2-6-2019 DOMINGO DE LA
ASCENSION (C)
La Ascensión del Señor no
es un episodio aislado, el último, de la historia de Jesús. Tampoco podremos
verlo como un hecho independiente y separado de su misma Resurrección. La
Ascensión del
Señor es el punto final del evangelio y de la presencia de Cristo resucitado
entre sus discípulos; y es también el inicio de la misión de la Iglesia representada en
los apóstoles. Esta misión se funda en las palabras de Jesús: “…en su nombre se predicará la conversión y
el perdón de los pecados a todos los pueblos”.
-
MIRAR AL CIELO
En
la primera lectura se nos narra cómo los discípulos de Jesús se quedaron
mirando para el cielo viendo cómo Él desaparecía entre las nubes delante de
ellos. Los discípulos se sintieron huérfanos y abandonados al no ver más a
Jesús entre ellos. Desde ese día los cristianos siempre buscamos con ansia a
Jesús. Los cristianos no podemos
estar solos; no podemos estar sin Él,
pues nos sentimos desamparados, y por eso miramos al cielo. Pero los
ángeles de Dios nos tocan el hombro y nos sacan de nuestro ensimismamiento: “¿Qué hacéis ahí plantados mirando al cielo?

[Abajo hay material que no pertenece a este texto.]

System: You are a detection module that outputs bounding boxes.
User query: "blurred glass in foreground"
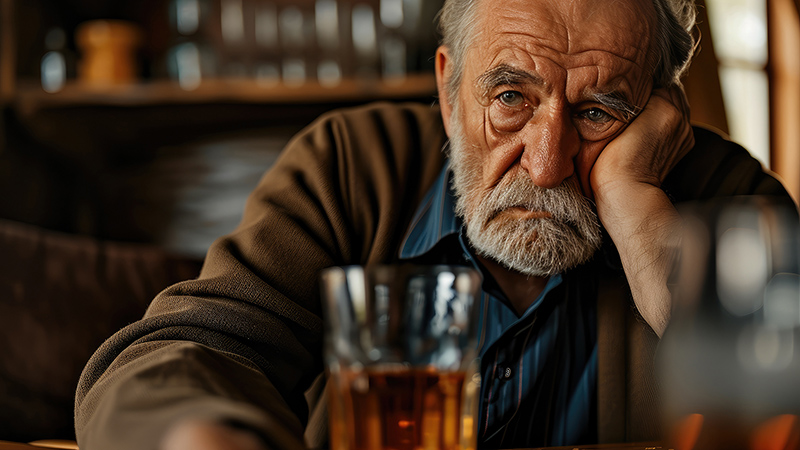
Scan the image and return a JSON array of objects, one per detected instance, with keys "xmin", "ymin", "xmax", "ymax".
[{"xmin": 658, "ymin": 197, "xmax": 800, "ymax": 450}]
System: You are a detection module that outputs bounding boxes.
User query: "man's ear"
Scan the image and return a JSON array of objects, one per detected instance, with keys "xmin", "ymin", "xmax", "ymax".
[{"xmin": 436, "ymin": 45, "xmax": 453, "ymax": 136}]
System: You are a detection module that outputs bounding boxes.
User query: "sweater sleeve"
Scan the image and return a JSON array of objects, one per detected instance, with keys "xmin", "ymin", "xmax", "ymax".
[{"xmin": 75, "ymin": 104, "xmax": 444, "ymax": 450}]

El mismo Jesús que os ha dejado para subir al cielo, volverá como le habéis
visto marcharse”.
- MIRAR A LA IGLESIA
Sí,
Dios nos saca de nuestra comodidad, de ese estar “pasmados” en tantas ocasiones
mirando para el cielo, como esperando que la solución nos venga de arriba. Sí,
Dios nos recuerda una y otra vez la misión que Cristo nos confío: “…en su nombre se predicará la conversión y
el perdón de los pecados a todos los pueblos”. ¡Hay tanto que hacer!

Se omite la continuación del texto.